The U.S LNG industry did not voice objections about the renewed regulatory effort Tuesday. Its main trade group, the Center for LNG, has long said the rules are outdated, and Executive Director Charlie Riedl cheered Tuesday’s announcement.

“This effort represents a meaningful opportunity to update prescriptive regulations with a performance-based, risk-informed approach that improves safety outcomes while supporting continued U.S. LNG leadership on the global stage,” he said in an emailed statement, adding that the industry wants to ensure the rule is “effective, science-driven, and reflective of industry best practices.”

PHMSA’s planned overhaul also arrives as the LNG industry continues to try to ramp up U.S. export capacity with complex industrial projects.

On Monday, Australia-based Woodside Energy announced a final investment decision on three production lines of its planned Louisiana LNG export project, which includes a pipeline. On Tuesday, three workers died, and two were injured in a scaffolding incident at an LNG terminal construction site near Port Arthur, Texas.

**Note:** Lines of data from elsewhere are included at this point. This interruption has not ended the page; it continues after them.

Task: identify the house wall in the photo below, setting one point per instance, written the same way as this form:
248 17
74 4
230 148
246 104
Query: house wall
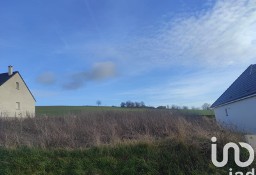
241 114
9 96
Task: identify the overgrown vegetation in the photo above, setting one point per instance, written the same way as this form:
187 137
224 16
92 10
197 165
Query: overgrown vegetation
92 128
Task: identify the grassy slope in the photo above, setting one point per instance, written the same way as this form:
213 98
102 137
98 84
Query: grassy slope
60 110
141 158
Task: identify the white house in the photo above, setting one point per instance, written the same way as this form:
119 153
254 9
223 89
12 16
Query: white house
236 107
16 100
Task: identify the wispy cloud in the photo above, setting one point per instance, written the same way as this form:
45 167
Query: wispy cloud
191 89
221 36
100 71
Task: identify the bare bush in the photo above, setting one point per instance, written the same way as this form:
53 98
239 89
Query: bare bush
92 128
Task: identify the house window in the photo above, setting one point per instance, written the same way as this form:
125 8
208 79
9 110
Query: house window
226 111
17 105
17 85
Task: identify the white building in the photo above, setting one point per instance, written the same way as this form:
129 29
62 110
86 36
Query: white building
236 107
16 100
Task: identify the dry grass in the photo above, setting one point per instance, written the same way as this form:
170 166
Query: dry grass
94 128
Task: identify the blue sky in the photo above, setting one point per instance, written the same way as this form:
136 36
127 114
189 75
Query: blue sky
74 52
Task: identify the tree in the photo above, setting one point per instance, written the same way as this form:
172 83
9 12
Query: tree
98 102
206 106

The worker deaths occurred about 2 a.m. local time Tuesday at the site where Sempra Infrastructure’s Port Arthur LNG terminal is being built. OSHA said it is investigating. Bechtel, the construction contractor, said all work at the site was stopped following the incident.

Evolving industry

DOT said Tuesday that PHMSA will also be revising regulations that cover when pipelines carrying crude oil and other hazardous liquids must be repaired, when pipeline companies must upgrade pipes in response to population growth and the rules about transportation of petroleum-based fuels.

Tuesday’s announcement is technically a step backward in the process for LNG rules. PHMSA has for years been working on a new draft of the regulations called a “notice of proposed rulemaking.”

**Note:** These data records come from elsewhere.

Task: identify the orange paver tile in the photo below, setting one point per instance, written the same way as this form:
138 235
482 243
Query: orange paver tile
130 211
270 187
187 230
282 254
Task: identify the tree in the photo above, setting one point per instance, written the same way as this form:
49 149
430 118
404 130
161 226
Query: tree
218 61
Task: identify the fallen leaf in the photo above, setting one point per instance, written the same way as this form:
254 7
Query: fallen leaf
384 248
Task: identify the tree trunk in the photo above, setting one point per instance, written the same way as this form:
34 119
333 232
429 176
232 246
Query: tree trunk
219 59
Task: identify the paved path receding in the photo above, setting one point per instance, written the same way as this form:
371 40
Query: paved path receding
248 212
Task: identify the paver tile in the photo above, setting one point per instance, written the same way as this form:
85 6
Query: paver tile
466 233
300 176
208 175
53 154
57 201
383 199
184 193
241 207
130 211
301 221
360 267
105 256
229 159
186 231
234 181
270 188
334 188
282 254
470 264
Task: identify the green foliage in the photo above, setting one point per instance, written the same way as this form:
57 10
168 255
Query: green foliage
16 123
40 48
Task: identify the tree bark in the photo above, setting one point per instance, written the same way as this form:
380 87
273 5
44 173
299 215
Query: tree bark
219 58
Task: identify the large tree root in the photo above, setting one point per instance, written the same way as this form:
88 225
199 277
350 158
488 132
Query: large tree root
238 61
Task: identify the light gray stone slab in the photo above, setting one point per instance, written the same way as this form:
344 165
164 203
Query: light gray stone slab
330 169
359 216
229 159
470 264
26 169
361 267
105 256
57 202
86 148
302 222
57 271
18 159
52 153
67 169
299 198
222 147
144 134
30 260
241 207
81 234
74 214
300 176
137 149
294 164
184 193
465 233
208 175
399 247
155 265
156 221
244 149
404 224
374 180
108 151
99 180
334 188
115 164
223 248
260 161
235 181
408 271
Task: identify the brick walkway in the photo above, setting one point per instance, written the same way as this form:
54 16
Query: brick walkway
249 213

But DOT is shifting to an information-gathering stage called an “advance notice of proposed rulemaking” to seek comment. When that is complete, the agency will start work on its proposed rulemaking.

The effort to update the regulations stalled in Trump’s first term and made little progress during the Biden administration as emissions and other efforts took priority.

The current LNG export industry bears little resemblance to what it looked like in 1980, when the current rule was published.

That was the last full year of the Carter administration, and LNG was kept as backup fuel for gas-fired power plants when demand peaked. In the early 2000s, fear of gas shortages led to construction of terminals to potentially import natural gas liquefied abroad. But then the market changed because of a surge of U.S. gas production from shale formations using hydraulic fracturing, or fracking.

Today, massive coastal terminals coasts handle billions of cubic feet of gas piped in every day from U.S. production fields. They shrink it six-hundredfold by supercooling it to minus 260 degrees Fahrenheit and ship it overseas on vessels roughly the size of aircraft carriers.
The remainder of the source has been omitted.